Begin to transform the data, creating transformers and the pipeline code.

In [None]:
# Check the current columns
print("Data loaded successfully!")
print("Available columns:")
print(df.columns.tolist())

In [None]:
# Check minimum values for numerical columns only
print("Minimum values for numerical columns:")
print(df.select_dtypes(include="number").min())

In [None]:
# Check maximum values for numerical columns only
print("Maximum values for numerical columns:")
print(df.select_dtypes(include="number").max())

In [None]:
# Check for duplicated values and return their sum
print("Data loaded successfully!")
df.duplicated().sum()

In [None]:
# Check for null values in each column and return their sum
print("Data loaded successfully!") 
df.isnull().sum()

In [None]:
# Print column names and their data types for df1
print("Column names:")
print(df1.columns.tolist())
print(f"DataFrame shape: {df1.shape}")
print(df1.dtypes)

In [None]:
# Drop "Unnamed: 0" column from df1
# Code drops all columns with string "Unnamed"
df1 = df1.loc[:, ~df1.columns.str.contains("^Unnamed")]
print("'Unnamed: 0' column dropped.")

In [None]:
# Print column names and their data types for df1
print("Column names:")
print(df1.columns.tolist())
print(f"DataFrame shape: {df1.shape}")
print(df1.dtypes)

In [None]:
# Rename "Site Num" column to "Site Number" in df1
df1 = df1.rename(columns={"Site Num": "Site Number"})
print("Column 'Site Num' renamed to 'Site Number'.")

In [None]:
# Print column names and their data types for df1
print("Column names:")
print(df1.columns.tolist())
print(f"DataFrame shape: {df1.shape}")
print(df1.dtypes)

In [None]:
# Add "Date", "Year" and "Month" columns using the "Date Local" column
# Make sure the new "Date" column is in "datetime" format
df1["Date"] = pd.to_datetime(df1["Date Local"])
df1["Year"] = df1["Date"].dt.year
df1["Month"] = df1["Date"].dt.month
df1.head()

In [None]:
# Drop "Date Local" column from df1
df1 = df1.drop(columns=["Date Local"])
print("'Date Local' column dropped.")

In [None]:
# Print column names and their data types for df1
print("Column names:")
print(df1.columns.tolist())
print(f"DataFrame shape: {df1.shape}")
print(df1.dtypes)

In [None]:
df1

In [None]:
# Drop all rows where the 'City' column is 'Not in a city'
df1 = df1[df1['City'] != 'Not in a city']
print("Rows with 'Not in a city' in the City column dropped.")

In [None]:
# Extract a random, fractioned sample of the data of 2500 values for analytic purposes
# Also return the new data shape
df1 = df.sample(frac=0.005722, random_state=10)
print(f"DataFrame shape: {df1.shape}")
df1.head()

---

# Section 3

Load the data to the necessary file.

In [None]:
# Save the processed datasets
# df1.to_csv("outputs/analysis.csv", index=False)

---

# Section 4

Here are a few insights from this notebook:

* The air pollution dataset covers US data from 2000 to 2016 and includes multiple pollutants and site information.
* Data cleaning steps removed missing values and unnecessary columns, improving data quality for analysis.
* The column "Site Num" was renamed to "Site Number" for clarity.
* A random sample of 2,500 rows was extracted for efficient analysis.
* The cleaned data is ready for further statistical analysis, visualization, or machine learning tasks.

NOTE

* The dataset was very large and introduced commit conflicts to origin.

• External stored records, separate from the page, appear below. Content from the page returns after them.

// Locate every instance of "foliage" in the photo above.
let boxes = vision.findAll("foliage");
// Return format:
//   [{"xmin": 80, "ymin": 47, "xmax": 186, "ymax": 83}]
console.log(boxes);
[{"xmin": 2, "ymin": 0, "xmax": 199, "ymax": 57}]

This was resolved be sending it to a zip file and reintroducing it to the workspace.
* Also, working against time constraints found itself difficult, though the necessary data was manifested

---

# Conclusion

This ETL session was quite intriguing. Time was spent trying to deduce the right dataset to work with, but in the end the dataset was generated and loaded to further analyze.